A world within a world. I have just read these words when the dogs bark. Both of them. Serious barking. They only do this when there is something serious to bark at, so I leap up and feel a burn in my knee and then the cold of outside on my bare legs, hoping the serious thing is not a stranger coming up my long driveway, because I am not dressed.
A broad flat of old riverbed spreads below the cliff below the cabin. It grows crops of invasive, toxic Russian knapweed in years of the right moisture and also three-leaf sumac ripe with berries in the fall, so I look there first, where I have watched a black bear stripping single branches of berries with her large, delicate bearpaws, but the only movement on the flat is the creek cradling around it, gray with silt washed down by last night’s snow-rain. After I dress I’ll check the gauge to see exactly how much we got.
Belatedly I look at Jessi’s black, border-collie head, at where it points, her ears and muzzle arrowing across to the other side of the canyon. Grayblond moves into my vision like a floater, then bounds slowly away from the sight of me in my rose-pink T-shirt of bamboo fabric, silkscreened taro across my sagging chest, my bare legs ashy and bruised but muscled still, my feet in sheepskin slippers now muddy on the bottoms with the mixture of snow-moistened soil, grayblond head looking over her shoulder before disappearing into a piece of juniper forest that hasn’t yet begun to die of drought or beetles or sadness at this world spinning too fast toward destruction.
The coyote was at the cliff edge watching my dogs before they saw her. She didn’t leave until I entered her world within a world. How long did she sit there watching? Minutes? Days? Does she know I have cats here now? Does she want to play with the dogs, or see that Bow is three-legged, a target? Has she sniffed for calves hidden by their mothers near the trunks of piñon pines or the thick rushes near the creek?
This cabin on this ledge is my world right now, within the world of Disappointment Valley. What takes me beyond my lowly, selfish pout at isolation—beyond cows calving into spring, my job to watch and record and water them, stopping to feed the dog, cats, and goat of a neighbor twenty miles away (only two neighbors between us) whose husband is dying in Mancos probably today—what takes me beyond isolation and the immediate needs of all these critters is reading the words of others.

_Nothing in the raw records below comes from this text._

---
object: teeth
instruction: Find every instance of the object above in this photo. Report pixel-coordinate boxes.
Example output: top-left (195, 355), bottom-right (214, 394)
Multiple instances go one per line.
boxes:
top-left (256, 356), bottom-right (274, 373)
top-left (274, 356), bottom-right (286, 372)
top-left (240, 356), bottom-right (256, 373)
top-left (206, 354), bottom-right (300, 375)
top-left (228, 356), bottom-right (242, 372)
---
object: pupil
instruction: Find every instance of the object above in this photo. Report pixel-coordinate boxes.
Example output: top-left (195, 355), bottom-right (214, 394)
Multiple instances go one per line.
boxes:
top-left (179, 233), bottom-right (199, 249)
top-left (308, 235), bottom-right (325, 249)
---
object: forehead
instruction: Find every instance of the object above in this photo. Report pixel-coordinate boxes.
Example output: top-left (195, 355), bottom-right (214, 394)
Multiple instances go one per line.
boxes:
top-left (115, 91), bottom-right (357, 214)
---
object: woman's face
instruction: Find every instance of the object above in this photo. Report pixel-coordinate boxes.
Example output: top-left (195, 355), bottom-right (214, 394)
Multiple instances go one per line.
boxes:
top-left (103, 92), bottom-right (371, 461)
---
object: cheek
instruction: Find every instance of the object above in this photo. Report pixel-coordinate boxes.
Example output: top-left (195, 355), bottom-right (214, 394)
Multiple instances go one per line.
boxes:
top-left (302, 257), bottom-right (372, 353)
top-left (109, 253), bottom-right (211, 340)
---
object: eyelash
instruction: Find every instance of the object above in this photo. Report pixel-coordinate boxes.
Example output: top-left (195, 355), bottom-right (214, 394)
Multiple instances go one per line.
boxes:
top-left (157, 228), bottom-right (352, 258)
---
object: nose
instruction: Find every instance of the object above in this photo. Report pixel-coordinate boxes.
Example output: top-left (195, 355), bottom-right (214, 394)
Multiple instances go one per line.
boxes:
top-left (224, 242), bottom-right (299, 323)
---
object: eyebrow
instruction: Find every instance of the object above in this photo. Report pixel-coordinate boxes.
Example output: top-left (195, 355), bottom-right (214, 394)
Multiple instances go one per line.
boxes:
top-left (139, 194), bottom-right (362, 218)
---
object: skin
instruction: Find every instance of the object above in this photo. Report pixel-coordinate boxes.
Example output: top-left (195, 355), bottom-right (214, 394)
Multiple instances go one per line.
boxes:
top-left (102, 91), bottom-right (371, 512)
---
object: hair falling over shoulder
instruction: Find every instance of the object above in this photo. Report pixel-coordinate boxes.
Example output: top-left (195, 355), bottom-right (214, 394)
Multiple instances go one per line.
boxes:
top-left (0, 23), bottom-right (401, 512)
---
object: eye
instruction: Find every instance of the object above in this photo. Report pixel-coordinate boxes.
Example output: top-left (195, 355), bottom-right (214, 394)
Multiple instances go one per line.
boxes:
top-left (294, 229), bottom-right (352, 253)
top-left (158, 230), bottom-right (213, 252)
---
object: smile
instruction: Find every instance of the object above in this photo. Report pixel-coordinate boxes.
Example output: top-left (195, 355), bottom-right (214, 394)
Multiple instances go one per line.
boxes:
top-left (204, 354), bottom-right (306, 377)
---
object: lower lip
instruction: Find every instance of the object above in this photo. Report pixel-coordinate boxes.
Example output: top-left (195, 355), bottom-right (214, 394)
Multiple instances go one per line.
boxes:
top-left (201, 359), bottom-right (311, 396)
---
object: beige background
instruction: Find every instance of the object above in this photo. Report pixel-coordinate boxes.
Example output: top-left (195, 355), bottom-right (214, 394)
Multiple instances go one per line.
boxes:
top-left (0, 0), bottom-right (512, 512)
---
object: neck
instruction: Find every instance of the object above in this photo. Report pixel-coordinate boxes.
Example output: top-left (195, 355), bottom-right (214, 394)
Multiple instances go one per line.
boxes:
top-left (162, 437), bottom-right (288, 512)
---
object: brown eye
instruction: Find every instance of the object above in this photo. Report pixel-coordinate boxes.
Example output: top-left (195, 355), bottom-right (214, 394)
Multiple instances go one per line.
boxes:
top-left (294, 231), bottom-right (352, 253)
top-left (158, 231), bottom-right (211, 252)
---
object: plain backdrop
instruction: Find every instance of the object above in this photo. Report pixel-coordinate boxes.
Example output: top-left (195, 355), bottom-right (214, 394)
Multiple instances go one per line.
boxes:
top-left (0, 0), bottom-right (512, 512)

Which is what I was doing before being interrupted by a coyote. Orion’s spring 2020 issue, How Earth Endures, compiled, edited, published, and received before our greater world changed during these last few weeks yet each piece is absolutely apropos of our world now. I was reading “On the Lam” by David Treuer: “Dec. 6, 2019. We stand before petroglyphs … Maybe four thousand years old? My daughter is fourteen. And there she is: an Indian girl … looking at Indian art 125 years after we were all supposed to have disappeared. But there we are. There she is. A world within a world.” I’m in his world when the dogs bark and I streak outside and a coyote lopes into the trees, looking back over her shoulder.
There are so many words to read. There is so much to read beyond the words.
Very nice, Kat! I can see everything you saw there in your beautiful place.
Mahalo!
I clicked on Like but like is the wrong word…I positively love this. Thank you for such a big treat!
Oh, thank you! I wanted a Ty photo of a coyote but didn’t want to wait to post.
And I enter your world, as I have done before, through your words. And I love that world that I have never seen, and I love knowing that you and I have been entering some of the same worlds of the same others. And I love your reminder, at the beginning of this tenth day of self-imposed isolation in my own little world of house and yard, encased in a thousand shades of green and the blossoms and scents and soft rain of another spring, that I am connected to all those worlds by so much more than pandemic. Thank you.
Ina! Your words take me from this harsher desert into the softness of spring in Alabama, a world I have yet to see in person but am getting to know, through you. Thank you! There is magic out there….
This is a truly an inspiration, visual and thoughtful. Thanks, Kat.